Under proposals mooted by the government (and let’s not forget that they were no more than that – proposals), a radical shake-up of pensions was due to be unveiled in the Budget later this month. A raft of measures were under consideration but the one grabbing the headlines focused on a change to tax relief on pensions contributions.
Britain’s unwieldy pensions system has long been the subject of much debate, not least from successive governments, all of whom have pledged to ‘simplify’ and ‘streamline’. None have succeeded, despite millions spent on consultations, focus groups and industry panels. This time it looked like George Osborne might buck the trend and make a real change.
So, what was he planning to do? Let’s look at the current system first. At the moment, employees make pension contributions from their pre-tax income – so higher earners in effect receive tax relief worth 40 per cent or 45 per cent, but basic rate taxpayers just 20 per cent. One option under consideration had been to replace this tiered system with a flat rate of pension tax relief (25p or maybe 33p), which could have benefited basic rate taxpayers, but penalised higher earners.
Then there was the more contentious pensions Isa proposal. This would have removed upfront tax relief on all contributions in exchange for a pension pot entirely free of tax on retirement. Wealthy savers were even more unhappy about this. It would have cost higher rate taxpayers billions of pounds collectively.

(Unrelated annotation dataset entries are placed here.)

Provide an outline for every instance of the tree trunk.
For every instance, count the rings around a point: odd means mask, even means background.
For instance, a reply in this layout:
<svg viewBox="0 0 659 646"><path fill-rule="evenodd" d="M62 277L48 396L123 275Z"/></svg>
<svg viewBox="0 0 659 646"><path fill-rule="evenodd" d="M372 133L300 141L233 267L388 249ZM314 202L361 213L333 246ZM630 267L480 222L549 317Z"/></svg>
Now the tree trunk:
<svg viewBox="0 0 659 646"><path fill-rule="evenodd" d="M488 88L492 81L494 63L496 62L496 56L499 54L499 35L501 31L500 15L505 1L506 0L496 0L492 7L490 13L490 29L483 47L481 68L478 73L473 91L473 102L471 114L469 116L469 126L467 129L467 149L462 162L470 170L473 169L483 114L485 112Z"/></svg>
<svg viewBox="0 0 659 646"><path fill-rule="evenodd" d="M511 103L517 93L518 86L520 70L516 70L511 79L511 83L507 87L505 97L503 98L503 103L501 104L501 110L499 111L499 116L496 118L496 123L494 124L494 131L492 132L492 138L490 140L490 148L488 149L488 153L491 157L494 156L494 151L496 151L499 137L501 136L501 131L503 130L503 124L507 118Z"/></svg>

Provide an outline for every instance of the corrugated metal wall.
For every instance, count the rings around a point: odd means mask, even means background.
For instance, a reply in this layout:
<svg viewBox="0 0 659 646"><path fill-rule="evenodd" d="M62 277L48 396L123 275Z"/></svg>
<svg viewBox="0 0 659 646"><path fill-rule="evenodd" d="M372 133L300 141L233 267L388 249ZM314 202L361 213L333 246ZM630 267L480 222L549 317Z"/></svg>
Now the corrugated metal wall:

As late as Friday morning, George Osborne looked set to stick to his guns and implement the biggest pensions overhaul in a generation. The liberal press were all for it and he even had a Thatcherite think tank on board. But he did not have the support of big business and, more crucially, members of his own government.
At at time when the Tory party is riven by divisions over Europe, the top brass cannot afford any more high profile rows. And so comments by pensions minister Ros Altmann to the Financial Times were the final nail in the coffin of pensions reform.
Lady Altmann said she feared making pensions tax-free would increase the risk that people retiring would blow their whole pension pot. ‘The freedom and choice reforms have put us in a place where people’s pensions can work well for them. However, tax is a natural brake on them spending their pension fund too soon.’
There we have it. No radical pensions changes and no big announcement for Osborne in his March Budget. Nevertheless, I doubt we’ve heard the last of this. The government spends £50 billion a year on pensions tax relief. The desire to tinker with the system and reduce this bill will be hard to resist.